更新日:2026年3月
※当サイトはAmazonアソシエイト・プログラムの参加者です。リンクを通じて購入された場合、当サイトに紹介料が支払われることがあります。
結論:マツダ3のオイル交換は粘度と量を把握すればDIYでも対応できる
マツダ3のオイル交換で悩みやすいのは「粘度」「量」「時期」の3つです。エンジンが4種類あり、それぞれ指定粘度と必要量が異なります。装着してみると作業自体はシンプルですが、アンダーカバーの取り外しやドレンボルトのトルク管理など、押さえておきたいポイントがいくつかあります。この記事では、マツダ公式の取扱説明書とFAQの情報をもとに、型式別のデータからDIY手順、費用の目安までをまとめました。
エンジン型式別のオイル量と推奨粘度
マツダ3(BP型)には4つのエンジンが搭載されています。型式によってオイル量が0.9Lも違うため、自分のクルマの型式を事前に確認してからオイルを用意してください。

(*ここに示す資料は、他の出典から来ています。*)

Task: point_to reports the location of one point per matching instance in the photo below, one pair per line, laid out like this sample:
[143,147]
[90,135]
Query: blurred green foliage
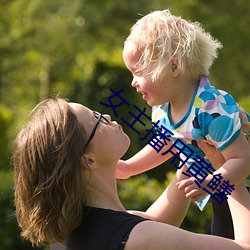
[72,48]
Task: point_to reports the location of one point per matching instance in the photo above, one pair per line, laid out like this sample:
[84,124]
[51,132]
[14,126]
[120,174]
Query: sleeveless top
[102,229]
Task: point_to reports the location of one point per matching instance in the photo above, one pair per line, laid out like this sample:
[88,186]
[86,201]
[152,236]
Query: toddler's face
[152,92]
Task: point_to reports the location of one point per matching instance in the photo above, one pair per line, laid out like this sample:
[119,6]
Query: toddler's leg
[222,224]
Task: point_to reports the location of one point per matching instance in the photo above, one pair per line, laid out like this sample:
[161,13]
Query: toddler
[170,59]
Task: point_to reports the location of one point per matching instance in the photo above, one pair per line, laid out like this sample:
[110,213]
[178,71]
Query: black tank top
[102,229]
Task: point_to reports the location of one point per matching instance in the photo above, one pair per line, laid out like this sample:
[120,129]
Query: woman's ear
[89,161]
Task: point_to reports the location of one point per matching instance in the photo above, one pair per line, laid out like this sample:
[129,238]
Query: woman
[65,191]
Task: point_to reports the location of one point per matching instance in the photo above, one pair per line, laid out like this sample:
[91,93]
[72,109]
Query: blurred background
[72,48]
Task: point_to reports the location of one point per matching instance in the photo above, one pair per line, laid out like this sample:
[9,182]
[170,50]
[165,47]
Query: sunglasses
[100,118]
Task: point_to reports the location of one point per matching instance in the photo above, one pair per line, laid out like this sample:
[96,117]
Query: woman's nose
[108,117]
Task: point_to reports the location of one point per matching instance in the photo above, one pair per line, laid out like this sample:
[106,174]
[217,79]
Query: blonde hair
[160,36]
[49,184]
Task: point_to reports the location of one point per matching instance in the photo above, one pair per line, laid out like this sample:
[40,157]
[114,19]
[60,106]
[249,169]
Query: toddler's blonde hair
[161,36]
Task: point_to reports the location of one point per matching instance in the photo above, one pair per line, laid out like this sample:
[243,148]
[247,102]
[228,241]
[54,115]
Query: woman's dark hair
[49,180]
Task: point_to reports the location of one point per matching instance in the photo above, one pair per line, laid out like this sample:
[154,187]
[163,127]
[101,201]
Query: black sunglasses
[100,118]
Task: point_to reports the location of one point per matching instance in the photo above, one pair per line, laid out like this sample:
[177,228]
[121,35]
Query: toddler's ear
[175,66]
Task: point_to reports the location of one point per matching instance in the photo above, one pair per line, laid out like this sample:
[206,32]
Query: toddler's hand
[191,189]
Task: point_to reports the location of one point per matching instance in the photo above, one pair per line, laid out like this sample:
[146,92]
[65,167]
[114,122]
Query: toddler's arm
[144,160]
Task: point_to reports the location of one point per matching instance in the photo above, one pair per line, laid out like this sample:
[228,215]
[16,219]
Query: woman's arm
[234,162]
[171,207]
[160,236]
[144,160]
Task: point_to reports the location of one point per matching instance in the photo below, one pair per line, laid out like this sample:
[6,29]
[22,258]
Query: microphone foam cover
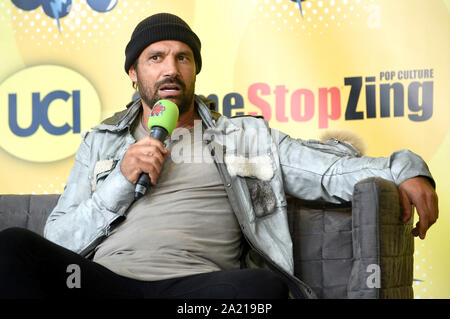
[164,114]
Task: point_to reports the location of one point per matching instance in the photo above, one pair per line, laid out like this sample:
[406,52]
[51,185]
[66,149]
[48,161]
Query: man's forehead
[169,45]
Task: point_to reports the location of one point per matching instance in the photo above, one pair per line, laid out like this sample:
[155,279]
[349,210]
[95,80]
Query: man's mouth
[170,88]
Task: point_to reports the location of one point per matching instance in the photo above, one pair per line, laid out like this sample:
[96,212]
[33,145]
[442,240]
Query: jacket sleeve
[81,215]
[325,171]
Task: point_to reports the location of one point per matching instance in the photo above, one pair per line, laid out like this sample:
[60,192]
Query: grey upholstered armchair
[353,250]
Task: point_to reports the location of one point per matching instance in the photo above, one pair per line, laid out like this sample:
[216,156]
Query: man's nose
[170,67]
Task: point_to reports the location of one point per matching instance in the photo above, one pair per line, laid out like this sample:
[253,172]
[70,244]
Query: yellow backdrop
[377,67]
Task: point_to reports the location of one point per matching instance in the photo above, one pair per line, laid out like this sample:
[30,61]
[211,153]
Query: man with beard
[206,229]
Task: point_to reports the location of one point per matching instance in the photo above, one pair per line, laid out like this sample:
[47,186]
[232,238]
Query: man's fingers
[424,218]
[405,206]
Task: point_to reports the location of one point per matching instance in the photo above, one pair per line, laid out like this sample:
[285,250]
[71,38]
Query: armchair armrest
[354,250]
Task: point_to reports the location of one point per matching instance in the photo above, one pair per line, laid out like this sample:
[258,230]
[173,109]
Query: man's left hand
[418,191]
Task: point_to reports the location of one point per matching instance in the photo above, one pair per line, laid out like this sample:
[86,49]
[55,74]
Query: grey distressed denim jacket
[258,166]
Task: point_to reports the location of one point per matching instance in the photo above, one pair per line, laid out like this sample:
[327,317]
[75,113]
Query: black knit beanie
[159,27]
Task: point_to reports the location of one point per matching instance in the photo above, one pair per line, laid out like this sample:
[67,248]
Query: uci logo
[43,110]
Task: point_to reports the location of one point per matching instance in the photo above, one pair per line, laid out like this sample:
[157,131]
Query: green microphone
[162,121]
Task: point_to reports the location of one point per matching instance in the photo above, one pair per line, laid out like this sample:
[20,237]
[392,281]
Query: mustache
[170,81]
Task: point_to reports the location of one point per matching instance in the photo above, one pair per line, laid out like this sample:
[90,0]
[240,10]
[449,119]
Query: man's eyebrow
[187,52]
[155,52]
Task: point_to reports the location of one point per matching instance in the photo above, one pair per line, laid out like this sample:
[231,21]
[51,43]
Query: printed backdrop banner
[377,67]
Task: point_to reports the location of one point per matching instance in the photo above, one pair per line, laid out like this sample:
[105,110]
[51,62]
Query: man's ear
[132,73]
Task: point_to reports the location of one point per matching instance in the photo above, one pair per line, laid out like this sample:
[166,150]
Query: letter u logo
[40,114]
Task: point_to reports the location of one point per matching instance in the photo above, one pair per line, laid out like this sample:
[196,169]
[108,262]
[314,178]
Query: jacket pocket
[263,198]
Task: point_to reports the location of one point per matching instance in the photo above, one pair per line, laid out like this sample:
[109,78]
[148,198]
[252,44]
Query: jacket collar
[123,119]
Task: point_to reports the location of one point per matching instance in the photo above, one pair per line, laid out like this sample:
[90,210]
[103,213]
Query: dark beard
[183,105]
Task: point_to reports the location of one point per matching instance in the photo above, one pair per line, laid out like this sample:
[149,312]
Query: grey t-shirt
[183,226]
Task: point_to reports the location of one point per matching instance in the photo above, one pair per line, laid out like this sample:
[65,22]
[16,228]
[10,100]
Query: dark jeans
[34,267]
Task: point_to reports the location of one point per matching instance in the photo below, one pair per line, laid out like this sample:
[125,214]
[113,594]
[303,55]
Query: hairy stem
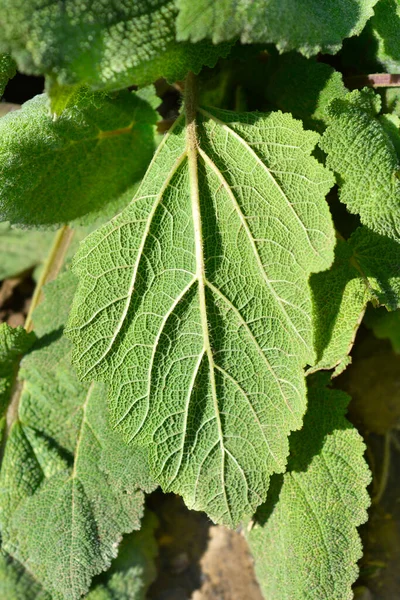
[51,268]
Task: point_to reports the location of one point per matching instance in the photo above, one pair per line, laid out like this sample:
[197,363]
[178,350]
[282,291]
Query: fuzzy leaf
[197,310]
[7,71]
[361,149]
[14,343]
[366,268]
[310,27]
[61,515]
[99,44]
[21,250]
[385,27]
[16,583]
[305,543]
[83,162]
[133,570]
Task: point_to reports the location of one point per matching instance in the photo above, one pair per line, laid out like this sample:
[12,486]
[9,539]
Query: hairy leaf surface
[61,515]
[72,168]
[310,27]
[305,541]
[362,149]
[101,44]
[7,70]
[194,304]
[14,343]
[21,250]
[366,268]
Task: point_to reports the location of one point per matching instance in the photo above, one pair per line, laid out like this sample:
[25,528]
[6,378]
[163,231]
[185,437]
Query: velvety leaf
[99,44]
[305,542]
[133,570]
[385,26]
[201,335]
[61,515]
[83,162]
[366,268]
[310,27]
[361,149]
[14,343]
[21,250]
[304,87]
[7,71]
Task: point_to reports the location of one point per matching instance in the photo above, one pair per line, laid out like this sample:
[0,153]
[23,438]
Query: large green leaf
[366,268]
[362,149]
[62,516]
[194,304]
[305,543]
[101,44]
[310,26]
[75,166]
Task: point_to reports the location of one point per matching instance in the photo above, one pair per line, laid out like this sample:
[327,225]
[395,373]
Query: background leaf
[304,542]
[60,514]
[102,45]
[85,162]
[311,26]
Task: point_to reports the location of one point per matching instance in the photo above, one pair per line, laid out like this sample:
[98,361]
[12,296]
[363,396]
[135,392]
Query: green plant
[191,342]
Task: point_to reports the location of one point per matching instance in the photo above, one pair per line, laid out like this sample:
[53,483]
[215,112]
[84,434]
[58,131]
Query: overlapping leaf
[366,268]
[99,44]
[61,515]
[362,149]
[84,163]
[194,304]
[305,541]
[310,26]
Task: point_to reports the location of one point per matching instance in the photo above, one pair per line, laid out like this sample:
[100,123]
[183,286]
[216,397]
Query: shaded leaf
[61,516]
[99,44]
[84,162]
[305,543]
[310,27]
[361,149]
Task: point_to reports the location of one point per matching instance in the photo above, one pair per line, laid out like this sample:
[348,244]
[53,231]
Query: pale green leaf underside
[305,543]
[61,515]
[74,167]
[361,149]
[366,268]
[310,26]
[101,44]
[197,311]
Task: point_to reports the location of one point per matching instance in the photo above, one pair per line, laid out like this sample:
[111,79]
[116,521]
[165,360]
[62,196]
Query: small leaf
[194,305]
[7,71]
[21,250]
[85,161]
[361,149]
[366,268]
[61,515]
[14,343]
[310,27]
[305,543]
[106,45]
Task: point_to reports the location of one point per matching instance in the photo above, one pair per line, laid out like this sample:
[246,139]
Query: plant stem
[51,268]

| エンジン | 型式 | 推奨粘度 | オイルのみ | フィルター込み |
|---|---|---|---|---|
| SKYACTIV-G 1.5 | P5-VPS | 0W-20 / 5W-30 | 3.9L | 4.2L |
| e-SKYACTIV G 2.0 | PE-VPH | 0W-20 / 5W-30 | 4.0L | 4.2L |
| e-SKYACTIV X 2.0 | HF-VPH | 0W-20 / 5W-30 | 4.4L | 4.6L |
| SKYACTIV-D 1.8 | S8-DPTS | 0W-30 / 5W-30 | 4.7L | 5.1L |
※ 上記はマツダ公式FAQ(2025年10月商品改良版)の値です。
粘度の使い分け
ガソリン車のオーナーは0W-20を選んでおけば問題ありません。寒冷地で年間を通して使うなら、低温流動性に優れた0W-20が体感として始動がスムーズです。5W-30は高温環境や高回転を多用するスポーツ走行向けと考えてください。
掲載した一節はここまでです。